Fátima Bento

Simplified 2,4-dinitrophenylhydrazine spectrophotometric assay for quantification of carbonyls in oxidized proteins.

This work proposes a modification of the 2,4-dinitrophenylhydrazine (DNPH) spectrophotometric assay commonly used to evaluate the concentration of carbonyl groups in oxidized proteins. In this approach NaOH is added to the protein solution after the addition of DNPH, shifting the maximum absorbance wavelength of the derivatized protein from 370 to 450nm. This reduces the interference of DNPH and allows the direct quantification in the sample solution without the need for the precipitation, washing, and resuspension steps that are carried out in the traditional DNPH method. The two methods were compared under various conditions and are statistically equivalent.

Direct electroanalytical method for alternative assessment of global antioxidant capacity using microchannel electrodes.

A new electroanalytical method for the characterization of global antioxidant capacity is proposed based on chronoamperometric responses monitored at microchannel band electrodes. This approach does not require any titrating species, biological elements, or precalibration curves. A thin-layer regime is established at the working electrode according to the geometry of the device and hydrodynamic flow rate. Under these conditions, the currents are directly proportional to the total concentration of antioxidants and do not depend on their respective diffusion coefficients. Measurements were performed with synthetic solutions and mixtures of four antioxidants used as sample tests: trolox, ascorbic acid, gallic acid, and caffeic acid. Operating potentials were selected at the formal potentials of some reactive oxygen species to simulate their oxidative attacks. The very good agreement obtained between simulations and experimental data validated this new electroanalytical procedure. These results pave the way for the concept of innovative sensor-type microfluidic devices for alternative determination of antioxidant capacity.

Enhanced electrochemical sensing of polyphenols by an oxygen-mediated surface

We report a straightforward heat treatment in air of commercial screen-printed carbon electrodes (SPCE) at different temperatures and times (ht-SPCE) that produces considerable electrocatalytic effects. The active area and the presence of oxygen groups on the ht-SPCE surface increased upon thermal treatment, more than doubling and by 20%, respectively. The increase of oxygen-containing carbon surface groups results in strong interactions and substantial improvement in Faradaic currents, up to a 10 fold increase in the voltammetric response of relevant polyphenols (hydroquinone, catechol, pyrogallol and dopamine). Moreover, ht-SPCE displayed higher selectivity towards the oxidation of polyphenol mixtures than the untreated SPCE. Finally, good linear ranges were obtained by voltammetric determination of dopamine with detection and quantification limits 5 times lower than the values obtained for the untreated SPCE. The versatility of oxidation by air makes this activation procedure very attractive and easy to implement, which can be further used for numerous applications in the (bio)sensor field.

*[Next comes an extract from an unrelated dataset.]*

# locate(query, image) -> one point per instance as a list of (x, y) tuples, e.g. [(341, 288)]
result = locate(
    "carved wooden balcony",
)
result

Radical scavenging activity of antioxidants evaluated by means of electrogenerated HO radical

A method is proposed and tested concerning the characterization of antioxidants by means of their reaction with electrogenerated HO radicals in galvanostatic assays with simultaneous O2 evolution, using a Pt anode fairly oxidized. The consumption of a set of species with antioxidant activity, ascorbic acid (AA), caffeic acid (CA), gallic acid (GA) and trolox (T), is described by a first order kinetics. The rate of the processes is limited by the kinetics of reaction with HO radicals and by the kinetics of charge transfer. Information regarding the scavenger activity of antioxidants is obtained by the relative value of the rate constant of the reaction between antioxidants and HO radicals, k(AO,HO)/k(O2). The number of HO radicals scavenged per molecule of antioxidant is also estimated and ranged from 260 (ascorbic acid) to 500 (gallic acid). The method is applied successfully in the characterization of the scavenger activity of ascorbic acid in a green-tea based beverage.

Evaluation of total polyphenol content of wines by means of voltammetric techniques: Cyclic voltammetry vs differential pulse voltammetry

Taking advantage of the low oxidation potential of polyphenolic compounds, voltammetric techniques, such as cyclic voltammetry (CV) and differential pulse voltammetry (DPV) are used rather indiscriminately. In this work, we report Total Polyphenols results (TPP) obtained by these two techniques from a set of nine samples of red and Tawny Port wine. The CV and DPV voltammograms display significant correlations with the physical-chemical parameters used to characterize red and Tawny Port wines, particularly with polyphenols. Although data obtained from CV and DPV for a single polyphenol are directly proportional, important deviations are found between voltammetric results from wines. Results from CV tend to be larger than those from DPV. This difference, that can reach 50% of the TPP value, was related to the presence of total sulphur dioxide. In view of the present study, the polyphenol quantification in wines should be performed by DPV to minimize the interference of SO2.